If not spelling map is defined, the spelling is returned unchanged.


standardizeSpelling

public java.lang.String standardizeSpelling(java.lang.String spelling,
                                            java.lang.String wordClass)
Returns a standard spelling given a standard or alternate spelling.

Specified by:
standardizeSpelling in interface SpellingStandardizer
Parameters:
spelling - The spelling.
wordClass - The major word class.
Returns:
The standard spelling.

getNumberOfAlternateSpellings

public int getNumberOfAlternateSpellings()
Returns number of alternate spellings.

Specified by:
getNumberOfAlternateSpellings in interface SpellingStandardizer
Returns:
The number of alternate spellings.

getNumberOfAlternateSpellingsByWordClass

public int[] getNumberOfAlternateSpellingsByWordClass()
Returns number of alternate spellings by word class.

Specified by:
getNumberOfAlternateSpellingsByWordClass in interface SpellingStandardizer
Returns:
int array with two entries. [0] = The number of alternate spellings word classes. [1] = The number of alternate spellings in the word classes.

getNumberOfStandardSpellings

public int getNumberOfStandardSpellings()
Returns number of standard spellings.

Specified by:
getNumberOfStandardSpellings in interface SpellingStandardizer
Returns:
The number of standard spellings.

getMappedSpellings

public TaggedStrings getMappedSpellings()
Return the mapped spellings.

Specified by:
getMappedSpellings in interface SpellingStandardizer
Returns:
The spelling tagged strings with (alternate spelling, standard spelling) pairs. May be null if this standardizer does not use such a map.

getStandardSpellings

public java.util.Set<java.lang.String> getStandardSpellings()
Return the standard spellings.

Specified by:
getStandardSpellings in interface SpellingStandardizer
Returns:
The standard spellings as a Set.

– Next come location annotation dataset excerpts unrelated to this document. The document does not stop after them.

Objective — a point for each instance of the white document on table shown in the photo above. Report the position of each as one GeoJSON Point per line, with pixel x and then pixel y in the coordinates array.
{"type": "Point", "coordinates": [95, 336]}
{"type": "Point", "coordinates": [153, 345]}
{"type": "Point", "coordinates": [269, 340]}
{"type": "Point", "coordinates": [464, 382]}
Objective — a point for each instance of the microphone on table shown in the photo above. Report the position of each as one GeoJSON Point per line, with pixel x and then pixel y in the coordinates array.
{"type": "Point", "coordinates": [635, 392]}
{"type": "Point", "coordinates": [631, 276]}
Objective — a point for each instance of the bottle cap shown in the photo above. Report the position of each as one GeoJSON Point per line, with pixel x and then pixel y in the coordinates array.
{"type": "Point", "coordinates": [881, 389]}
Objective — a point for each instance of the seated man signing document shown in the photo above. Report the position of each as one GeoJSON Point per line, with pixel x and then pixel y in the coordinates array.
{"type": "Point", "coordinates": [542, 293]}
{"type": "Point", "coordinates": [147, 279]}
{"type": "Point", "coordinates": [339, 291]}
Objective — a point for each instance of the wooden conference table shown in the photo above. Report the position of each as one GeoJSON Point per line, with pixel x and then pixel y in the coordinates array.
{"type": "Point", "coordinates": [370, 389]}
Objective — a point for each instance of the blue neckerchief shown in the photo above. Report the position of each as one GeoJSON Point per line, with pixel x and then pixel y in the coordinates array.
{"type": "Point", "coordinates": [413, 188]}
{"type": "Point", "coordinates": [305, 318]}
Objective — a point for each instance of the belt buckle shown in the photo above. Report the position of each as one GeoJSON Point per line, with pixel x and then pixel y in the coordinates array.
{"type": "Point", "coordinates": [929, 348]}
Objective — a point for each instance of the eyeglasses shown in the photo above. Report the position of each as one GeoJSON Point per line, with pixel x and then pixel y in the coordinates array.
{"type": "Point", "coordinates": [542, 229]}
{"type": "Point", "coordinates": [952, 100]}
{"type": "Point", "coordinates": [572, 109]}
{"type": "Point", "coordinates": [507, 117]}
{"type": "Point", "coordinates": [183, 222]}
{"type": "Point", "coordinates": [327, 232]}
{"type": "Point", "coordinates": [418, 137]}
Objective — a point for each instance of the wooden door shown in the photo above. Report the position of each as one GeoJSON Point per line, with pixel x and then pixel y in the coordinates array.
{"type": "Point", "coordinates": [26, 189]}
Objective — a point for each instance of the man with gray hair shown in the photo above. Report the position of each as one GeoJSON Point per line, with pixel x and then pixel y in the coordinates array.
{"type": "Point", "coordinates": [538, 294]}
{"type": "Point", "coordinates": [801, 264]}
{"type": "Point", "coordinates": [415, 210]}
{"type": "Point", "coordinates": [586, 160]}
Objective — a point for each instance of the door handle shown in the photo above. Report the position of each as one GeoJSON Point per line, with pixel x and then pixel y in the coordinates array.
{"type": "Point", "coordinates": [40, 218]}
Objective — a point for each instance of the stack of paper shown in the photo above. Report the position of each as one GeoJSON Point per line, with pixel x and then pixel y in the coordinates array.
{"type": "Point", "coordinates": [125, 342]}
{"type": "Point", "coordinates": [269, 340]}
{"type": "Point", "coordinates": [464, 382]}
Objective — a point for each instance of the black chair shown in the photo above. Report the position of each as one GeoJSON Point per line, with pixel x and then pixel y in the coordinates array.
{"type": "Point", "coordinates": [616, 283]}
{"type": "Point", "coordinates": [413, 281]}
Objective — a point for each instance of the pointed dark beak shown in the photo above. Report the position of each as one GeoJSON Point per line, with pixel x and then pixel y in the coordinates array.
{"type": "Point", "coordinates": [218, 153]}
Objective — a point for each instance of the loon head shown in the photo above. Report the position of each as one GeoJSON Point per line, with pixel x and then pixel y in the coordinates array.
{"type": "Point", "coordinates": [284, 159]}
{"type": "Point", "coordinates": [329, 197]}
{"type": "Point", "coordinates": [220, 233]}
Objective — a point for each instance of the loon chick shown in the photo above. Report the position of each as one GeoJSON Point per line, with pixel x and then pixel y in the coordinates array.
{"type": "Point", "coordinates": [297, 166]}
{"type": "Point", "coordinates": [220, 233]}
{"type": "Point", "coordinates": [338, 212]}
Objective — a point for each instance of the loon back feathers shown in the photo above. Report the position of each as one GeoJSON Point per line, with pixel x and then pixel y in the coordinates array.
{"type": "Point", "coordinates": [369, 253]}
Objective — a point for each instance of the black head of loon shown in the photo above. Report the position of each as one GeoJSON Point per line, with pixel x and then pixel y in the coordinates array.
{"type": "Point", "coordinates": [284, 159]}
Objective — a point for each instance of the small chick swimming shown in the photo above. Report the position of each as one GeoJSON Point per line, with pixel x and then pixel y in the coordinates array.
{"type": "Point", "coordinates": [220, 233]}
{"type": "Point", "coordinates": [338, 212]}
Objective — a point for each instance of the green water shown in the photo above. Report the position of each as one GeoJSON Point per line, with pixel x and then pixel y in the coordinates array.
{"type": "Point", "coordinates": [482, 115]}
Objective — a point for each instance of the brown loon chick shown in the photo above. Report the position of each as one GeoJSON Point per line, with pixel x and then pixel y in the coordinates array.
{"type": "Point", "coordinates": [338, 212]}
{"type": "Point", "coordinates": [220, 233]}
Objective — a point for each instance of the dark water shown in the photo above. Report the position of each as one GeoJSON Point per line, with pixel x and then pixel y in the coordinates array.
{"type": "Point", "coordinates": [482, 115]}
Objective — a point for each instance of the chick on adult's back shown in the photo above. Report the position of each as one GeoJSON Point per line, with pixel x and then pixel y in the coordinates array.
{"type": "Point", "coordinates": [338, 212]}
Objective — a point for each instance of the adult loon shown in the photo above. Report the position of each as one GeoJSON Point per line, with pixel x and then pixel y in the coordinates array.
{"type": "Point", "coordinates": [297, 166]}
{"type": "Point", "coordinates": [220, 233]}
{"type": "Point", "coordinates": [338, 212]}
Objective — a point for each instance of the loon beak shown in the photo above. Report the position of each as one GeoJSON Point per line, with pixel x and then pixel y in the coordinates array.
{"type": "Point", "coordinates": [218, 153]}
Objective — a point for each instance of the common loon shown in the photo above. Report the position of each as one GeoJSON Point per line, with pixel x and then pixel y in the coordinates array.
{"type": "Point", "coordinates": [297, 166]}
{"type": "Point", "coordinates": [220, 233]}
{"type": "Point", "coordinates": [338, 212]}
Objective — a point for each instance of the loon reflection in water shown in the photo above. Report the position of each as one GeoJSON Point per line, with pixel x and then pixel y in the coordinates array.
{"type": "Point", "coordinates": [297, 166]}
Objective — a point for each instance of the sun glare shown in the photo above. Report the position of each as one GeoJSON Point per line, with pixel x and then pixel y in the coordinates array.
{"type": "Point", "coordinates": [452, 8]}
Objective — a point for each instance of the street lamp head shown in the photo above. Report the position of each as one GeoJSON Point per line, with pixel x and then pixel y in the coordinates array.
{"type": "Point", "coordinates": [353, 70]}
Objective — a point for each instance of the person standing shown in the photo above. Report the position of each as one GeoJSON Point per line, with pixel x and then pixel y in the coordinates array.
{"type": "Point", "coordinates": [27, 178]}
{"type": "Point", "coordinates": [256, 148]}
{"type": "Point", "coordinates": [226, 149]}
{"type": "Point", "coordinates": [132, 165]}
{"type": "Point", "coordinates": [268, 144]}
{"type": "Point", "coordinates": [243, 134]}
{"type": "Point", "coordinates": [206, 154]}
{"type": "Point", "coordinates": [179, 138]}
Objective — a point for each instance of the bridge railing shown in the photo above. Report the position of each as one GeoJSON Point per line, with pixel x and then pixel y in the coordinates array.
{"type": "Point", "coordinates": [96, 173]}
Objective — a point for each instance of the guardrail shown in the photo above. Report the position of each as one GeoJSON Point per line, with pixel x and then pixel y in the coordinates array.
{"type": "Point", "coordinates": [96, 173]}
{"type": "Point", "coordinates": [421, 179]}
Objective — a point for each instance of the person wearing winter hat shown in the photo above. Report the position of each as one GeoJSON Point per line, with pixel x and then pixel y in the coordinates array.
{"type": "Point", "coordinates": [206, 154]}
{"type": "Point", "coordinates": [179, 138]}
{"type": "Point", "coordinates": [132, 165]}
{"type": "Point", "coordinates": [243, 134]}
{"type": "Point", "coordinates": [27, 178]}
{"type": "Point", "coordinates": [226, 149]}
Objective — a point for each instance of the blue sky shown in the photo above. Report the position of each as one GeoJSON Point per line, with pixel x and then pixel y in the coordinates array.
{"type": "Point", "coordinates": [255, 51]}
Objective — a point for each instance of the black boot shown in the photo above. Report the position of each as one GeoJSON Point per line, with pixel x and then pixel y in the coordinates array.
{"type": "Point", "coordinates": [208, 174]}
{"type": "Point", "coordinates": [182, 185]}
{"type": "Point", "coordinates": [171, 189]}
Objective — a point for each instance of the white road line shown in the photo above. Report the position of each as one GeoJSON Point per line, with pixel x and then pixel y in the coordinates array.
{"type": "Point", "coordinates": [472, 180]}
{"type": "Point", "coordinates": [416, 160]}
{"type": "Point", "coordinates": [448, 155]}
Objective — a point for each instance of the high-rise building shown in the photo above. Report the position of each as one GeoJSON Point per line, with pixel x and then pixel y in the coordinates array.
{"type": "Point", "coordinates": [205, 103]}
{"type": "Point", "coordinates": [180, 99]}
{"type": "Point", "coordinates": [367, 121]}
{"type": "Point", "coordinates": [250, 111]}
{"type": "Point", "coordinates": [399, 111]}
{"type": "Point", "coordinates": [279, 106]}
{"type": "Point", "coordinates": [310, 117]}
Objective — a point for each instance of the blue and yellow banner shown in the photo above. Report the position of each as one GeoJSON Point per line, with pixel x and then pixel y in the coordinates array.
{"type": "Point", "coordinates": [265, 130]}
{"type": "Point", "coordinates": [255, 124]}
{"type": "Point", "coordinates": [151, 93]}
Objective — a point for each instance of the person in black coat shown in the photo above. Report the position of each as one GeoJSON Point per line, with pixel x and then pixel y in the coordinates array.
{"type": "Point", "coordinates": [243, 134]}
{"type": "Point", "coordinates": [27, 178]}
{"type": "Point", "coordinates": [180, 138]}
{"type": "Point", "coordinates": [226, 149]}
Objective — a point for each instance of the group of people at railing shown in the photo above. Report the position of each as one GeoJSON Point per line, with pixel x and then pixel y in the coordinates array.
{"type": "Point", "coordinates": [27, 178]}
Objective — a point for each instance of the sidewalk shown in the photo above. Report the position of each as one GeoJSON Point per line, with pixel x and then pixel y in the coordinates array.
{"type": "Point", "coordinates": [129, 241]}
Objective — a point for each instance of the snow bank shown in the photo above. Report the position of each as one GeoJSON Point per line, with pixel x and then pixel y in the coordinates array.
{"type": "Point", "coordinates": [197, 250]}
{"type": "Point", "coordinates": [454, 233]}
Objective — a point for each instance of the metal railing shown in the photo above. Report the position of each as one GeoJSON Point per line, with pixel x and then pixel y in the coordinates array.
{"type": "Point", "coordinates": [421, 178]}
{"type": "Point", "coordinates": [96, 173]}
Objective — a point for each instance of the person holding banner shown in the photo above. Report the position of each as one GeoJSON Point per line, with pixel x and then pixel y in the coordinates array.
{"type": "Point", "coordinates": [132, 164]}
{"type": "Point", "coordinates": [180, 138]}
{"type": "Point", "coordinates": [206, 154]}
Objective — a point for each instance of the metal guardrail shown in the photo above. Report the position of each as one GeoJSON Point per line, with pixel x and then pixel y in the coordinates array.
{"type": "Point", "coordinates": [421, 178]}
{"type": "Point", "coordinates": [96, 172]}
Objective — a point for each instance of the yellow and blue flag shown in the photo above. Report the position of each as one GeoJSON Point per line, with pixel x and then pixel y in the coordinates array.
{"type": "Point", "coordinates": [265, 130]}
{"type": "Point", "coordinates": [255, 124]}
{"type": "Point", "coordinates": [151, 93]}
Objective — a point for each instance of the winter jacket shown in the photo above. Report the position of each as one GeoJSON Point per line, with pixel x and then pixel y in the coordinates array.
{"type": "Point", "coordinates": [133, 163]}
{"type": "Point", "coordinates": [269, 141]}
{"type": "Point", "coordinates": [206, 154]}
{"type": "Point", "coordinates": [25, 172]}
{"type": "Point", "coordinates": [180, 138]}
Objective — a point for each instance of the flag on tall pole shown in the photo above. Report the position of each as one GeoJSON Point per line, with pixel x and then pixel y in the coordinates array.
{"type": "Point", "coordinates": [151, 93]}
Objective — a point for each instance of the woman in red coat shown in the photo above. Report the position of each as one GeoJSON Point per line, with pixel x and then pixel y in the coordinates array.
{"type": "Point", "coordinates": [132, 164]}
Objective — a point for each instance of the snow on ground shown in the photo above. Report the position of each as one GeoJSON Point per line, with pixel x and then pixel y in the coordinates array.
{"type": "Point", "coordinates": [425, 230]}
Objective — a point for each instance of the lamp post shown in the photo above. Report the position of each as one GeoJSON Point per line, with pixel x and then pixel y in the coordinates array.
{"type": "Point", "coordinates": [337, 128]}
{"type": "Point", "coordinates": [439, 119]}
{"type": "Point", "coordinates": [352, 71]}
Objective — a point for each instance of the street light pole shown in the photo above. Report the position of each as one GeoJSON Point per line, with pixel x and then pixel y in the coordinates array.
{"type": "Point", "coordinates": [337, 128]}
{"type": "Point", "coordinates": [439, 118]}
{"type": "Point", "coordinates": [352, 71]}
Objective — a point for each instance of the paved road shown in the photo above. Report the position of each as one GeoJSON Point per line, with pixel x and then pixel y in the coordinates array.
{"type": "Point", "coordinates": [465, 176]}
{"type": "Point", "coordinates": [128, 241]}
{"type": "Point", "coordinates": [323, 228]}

May be null.

preprocessSpelling

public java.lang.String preprocessSpelling(java.lang.String spelling)
Preprocess spelling.

Specified by:
preprocessSpelling in interface SpellingStandardizer
Parameters:
spelling - Spelling to preprocess.
Returns:
Preprocessed spelling.

By default, no preprocessing is applied; the original spelling is returned unchanged.


fixCapitalization

public java.lang.String fixCapitalization(java.lang.String spelling,
                                          java.lang.String standardSpelling)
Fix capitalization of standardized spelling.

Specified by:
fixCapitalization in interface SpellingStandardizer
Parameters:
spelling - The original spelling.
standardSpelling - The candidate standard spelling.
Returns:
Standard spelling with initial capitalization matching original spelling.

getLogger

public Logger getLogger()
Get the logger.

Specified by:
getLogger in interface UsesLogger
Returns:
The logger.

setLogger

public void setLogger(Logger logger)
Set the logger.

Specified by:
setLogger in interface UsesLogger
Parameters:
logger - The logger.

getLexicon

public Lexicon getLexicon()
Get the word lexicon.

Returns:
The static word lexicon.

setLexicon

public void setLexicon(Lexicon lexicon)
Set the lexicon.

Parameters:
lexicon - Lexicon used for tagging.